Famed sommelier Rajat Parr, wine director for the Michael Mina restaurant group, refuses to buy chardonnay or pinot noir over 14 percent alcohol for his RN74 restaurant, claiming those wines don’t match the restaurant’s cuisine. (The restriction does not apply to other Mina restaurants, including Washington’s Bourbon Steak.) In May, the San Francisco Chronicle and the British magazine Decanter began noting alcohol levels in their wine reviews. Both publications cited reader interest in having that extra detail of information when deciding what wines to buy.
This month, film director and vintner Francis Ford Coppola told Decanter.com that he will scale back the alcohol on his wines as he transitions his Niebaum-Coppola line back to the winery’s original name of Inglenook.
“I want to return to elegance,” he said. “Elegance” is a code word for “low alcohol.”
Many explanations are given for rising alcohol levels, including global warming, vineyard practices that ripen grapes more evenly, and new yeast strains that are more efficient at turning grape sugar into alcohol. But there’s also more sugar to ferment in those grapes because of winemakers’ choices. Grapes are left on the vine longer to achieve “phenolic ripeness” and eliminate “green” flavors.
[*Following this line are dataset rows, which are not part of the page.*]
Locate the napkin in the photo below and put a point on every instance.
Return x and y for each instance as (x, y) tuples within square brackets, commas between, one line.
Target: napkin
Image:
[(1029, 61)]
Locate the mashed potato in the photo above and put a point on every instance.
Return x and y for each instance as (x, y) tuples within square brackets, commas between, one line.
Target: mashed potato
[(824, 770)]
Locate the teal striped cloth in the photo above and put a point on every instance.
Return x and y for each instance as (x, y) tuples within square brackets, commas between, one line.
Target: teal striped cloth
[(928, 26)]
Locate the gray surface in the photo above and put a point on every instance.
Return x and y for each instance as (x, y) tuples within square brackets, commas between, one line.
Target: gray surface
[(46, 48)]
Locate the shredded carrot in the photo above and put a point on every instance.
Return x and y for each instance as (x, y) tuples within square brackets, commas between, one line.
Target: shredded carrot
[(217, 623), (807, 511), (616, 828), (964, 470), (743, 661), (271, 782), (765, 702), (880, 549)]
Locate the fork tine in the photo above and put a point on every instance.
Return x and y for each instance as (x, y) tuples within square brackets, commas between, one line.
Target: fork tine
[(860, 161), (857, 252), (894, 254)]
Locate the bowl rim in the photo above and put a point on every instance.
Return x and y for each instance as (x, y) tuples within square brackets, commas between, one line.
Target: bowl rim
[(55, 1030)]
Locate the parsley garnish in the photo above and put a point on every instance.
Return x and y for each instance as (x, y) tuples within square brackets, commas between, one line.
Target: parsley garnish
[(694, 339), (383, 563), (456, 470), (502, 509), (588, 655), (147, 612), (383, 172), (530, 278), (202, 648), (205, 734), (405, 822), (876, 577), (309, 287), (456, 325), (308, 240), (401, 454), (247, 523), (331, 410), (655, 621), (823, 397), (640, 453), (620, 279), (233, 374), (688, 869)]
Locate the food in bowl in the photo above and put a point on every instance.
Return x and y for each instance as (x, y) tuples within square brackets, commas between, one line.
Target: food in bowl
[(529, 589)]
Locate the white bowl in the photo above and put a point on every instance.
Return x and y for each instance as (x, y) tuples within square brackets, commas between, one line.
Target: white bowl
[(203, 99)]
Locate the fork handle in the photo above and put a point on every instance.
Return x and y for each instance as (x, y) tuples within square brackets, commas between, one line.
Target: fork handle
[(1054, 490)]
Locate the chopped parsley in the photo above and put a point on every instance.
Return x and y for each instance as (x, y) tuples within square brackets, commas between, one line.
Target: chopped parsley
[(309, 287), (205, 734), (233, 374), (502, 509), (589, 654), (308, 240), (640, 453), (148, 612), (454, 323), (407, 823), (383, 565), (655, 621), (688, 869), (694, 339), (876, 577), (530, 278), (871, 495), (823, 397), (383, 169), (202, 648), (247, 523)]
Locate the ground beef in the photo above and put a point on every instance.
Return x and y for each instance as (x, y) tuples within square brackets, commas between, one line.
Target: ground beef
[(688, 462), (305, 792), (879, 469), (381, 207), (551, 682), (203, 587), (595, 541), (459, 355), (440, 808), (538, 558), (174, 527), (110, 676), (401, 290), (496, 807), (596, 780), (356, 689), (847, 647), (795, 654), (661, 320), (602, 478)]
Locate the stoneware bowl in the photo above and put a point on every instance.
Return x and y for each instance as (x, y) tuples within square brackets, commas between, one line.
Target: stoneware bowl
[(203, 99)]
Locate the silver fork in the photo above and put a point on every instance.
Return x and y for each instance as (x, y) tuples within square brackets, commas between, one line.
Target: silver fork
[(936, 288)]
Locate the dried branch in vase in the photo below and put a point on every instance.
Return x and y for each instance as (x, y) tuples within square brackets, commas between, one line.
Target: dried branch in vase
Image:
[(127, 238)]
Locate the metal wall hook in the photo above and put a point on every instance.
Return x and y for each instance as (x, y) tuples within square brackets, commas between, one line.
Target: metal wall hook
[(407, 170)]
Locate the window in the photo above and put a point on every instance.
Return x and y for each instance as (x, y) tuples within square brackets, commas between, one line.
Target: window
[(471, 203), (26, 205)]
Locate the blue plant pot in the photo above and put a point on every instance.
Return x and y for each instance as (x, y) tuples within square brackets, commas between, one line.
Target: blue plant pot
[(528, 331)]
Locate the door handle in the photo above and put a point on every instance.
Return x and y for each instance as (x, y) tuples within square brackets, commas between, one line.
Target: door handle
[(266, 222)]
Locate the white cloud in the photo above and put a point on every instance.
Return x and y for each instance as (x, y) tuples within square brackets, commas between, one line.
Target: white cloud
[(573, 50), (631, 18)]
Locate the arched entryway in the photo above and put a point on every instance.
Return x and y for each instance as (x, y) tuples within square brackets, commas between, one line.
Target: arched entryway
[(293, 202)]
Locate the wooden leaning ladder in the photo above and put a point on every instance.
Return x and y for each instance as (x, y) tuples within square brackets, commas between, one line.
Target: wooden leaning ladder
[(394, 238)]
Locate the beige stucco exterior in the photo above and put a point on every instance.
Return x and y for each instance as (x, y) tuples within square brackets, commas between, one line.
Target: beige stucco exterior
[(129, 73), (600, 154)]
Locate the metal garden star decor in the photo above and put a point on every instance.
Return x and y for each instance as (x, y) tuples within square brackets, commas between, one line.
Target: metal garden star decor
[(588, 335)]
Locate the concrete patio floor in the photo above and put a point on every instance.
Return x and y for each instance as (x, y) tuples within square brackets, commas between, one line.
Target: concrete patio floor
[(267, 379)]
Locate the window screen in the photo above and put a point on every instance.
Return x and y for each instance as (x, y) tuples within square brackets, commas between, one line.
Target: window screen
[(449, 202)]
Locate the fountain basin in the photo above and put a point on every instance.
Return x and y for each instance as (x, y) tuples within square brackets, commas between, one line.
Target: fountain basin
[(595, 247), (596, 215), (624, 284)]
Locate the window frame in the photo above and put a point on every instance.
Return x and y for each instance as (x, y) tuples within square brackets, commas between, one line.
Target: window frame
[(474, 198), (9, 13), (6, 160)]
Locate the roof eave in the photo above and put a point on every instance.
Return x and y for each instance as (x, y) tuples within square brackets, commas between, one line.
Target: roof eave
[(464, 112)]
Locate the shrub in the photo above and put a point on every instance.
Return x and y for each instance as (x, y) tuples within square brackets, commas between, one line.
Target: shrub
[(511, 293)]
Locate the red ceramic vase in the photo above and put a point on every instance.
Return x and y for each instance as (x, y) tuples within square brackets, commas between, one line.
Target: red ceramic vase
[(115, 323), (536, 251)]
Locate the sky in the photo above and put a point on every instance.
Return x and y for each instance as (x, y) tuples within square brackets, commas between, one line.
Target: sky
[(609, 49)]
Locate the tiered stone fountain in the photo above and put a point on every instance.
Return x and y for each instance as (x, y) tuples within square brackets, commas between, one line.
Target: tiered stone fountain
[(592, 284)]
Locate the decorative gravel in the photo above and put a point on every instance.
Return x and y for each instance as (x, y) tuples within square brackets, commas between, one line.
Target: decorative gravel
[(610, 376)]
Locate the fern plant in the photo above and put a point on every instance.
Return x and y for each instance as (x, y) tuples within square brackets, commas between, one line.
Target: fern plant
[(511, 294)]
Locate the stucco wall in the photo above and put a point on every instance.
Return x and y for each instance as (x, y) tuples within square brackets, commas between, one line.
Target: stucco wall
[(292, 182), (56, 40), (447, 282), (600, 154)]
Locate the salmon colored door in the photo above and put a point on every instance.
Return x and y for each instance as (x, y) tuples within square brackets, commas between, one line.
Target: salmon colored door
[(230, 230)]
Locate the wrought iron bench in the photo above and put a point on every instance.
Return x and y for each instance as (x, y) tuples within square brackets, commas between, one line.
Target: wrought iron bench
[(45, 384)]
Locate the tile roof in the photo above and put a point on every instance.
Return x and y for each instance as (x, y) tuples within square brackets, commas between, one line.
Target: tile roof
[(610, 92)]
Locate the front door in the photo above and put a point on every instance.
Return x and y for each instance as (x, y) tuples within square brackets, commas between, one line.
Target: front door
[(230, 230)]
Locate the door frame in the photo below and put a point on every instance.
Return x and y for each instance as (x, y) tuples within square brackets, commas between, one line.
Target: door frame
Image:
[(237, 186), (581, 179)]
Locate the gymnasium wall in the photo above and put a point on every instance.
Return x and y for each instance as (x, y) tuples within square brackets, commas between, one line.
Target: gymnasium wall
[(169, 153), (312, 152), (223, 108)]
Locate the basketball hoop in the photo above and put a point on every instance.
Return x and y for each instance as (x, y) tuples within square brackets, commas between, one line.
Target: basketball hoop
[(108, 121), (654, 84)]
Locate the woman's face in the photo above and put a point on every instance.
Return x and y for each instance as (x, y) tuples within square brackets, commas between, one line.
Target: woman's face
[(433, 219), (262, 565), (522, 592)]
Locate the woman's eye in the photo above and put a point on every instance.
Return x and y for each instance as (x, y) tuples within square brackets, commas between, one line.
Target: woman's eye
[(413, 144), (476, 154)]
Extra sugar means extra alcohol, which contributes body and power to a wine, plus often a good initial impression. But the trade-off is raisiny, pruney flavors and low acidity, yielding a flabby, boring quaff.
Not always, though. The super-ripe, syrupy, high-alcohol style can be delicious if the wine has been made with exacting care in the vineyard and the winery. That means low yields, berry selection at harvest and super-concentrated juice. These wines stand out from the crowd because of their power and price, and when they get high point scores from the winestream media, two things happen: They become trophy wines, and other wineries want to imitate them. The alcohol is easy to imitate; the fruit to balance is not.
Collectors who can afford trophy wines love to pour tastes for other wine lovers in an oenophiliac geekfest. Everyone gets a taste, and no one has to drink through to the end of a bottle. First impressions are everything with this style of wine. There is no need for the wine to develop flavors as it breathes, and if it falls apart after a few minutes, who cares? Everyone has already given it 95 points and praised the expertise of the generous person who shared it. On to the next behemoth.
Most people don’t drink wine that way. As Bob Lindquist, owner-winemaker of Qupe winery in Santa Barbara County, told me, “These wines are interesting sometimes. But try to sit down with your wife and finish a bottle . . . .” He couldn’t even finish that sentence.
Some California wineries have consistently bucked the super-ripe, high-alcohol trend. Au Bon Climat, Arcadian, Alma Rosa, Copain, Clos du Val, Qupe and Frog’s Leap, among others, have favored the more “elegant” European style. They’re not “killing” California wine. In fact, they might be saving it. The more wineries, like Inglenook, that join them, the better.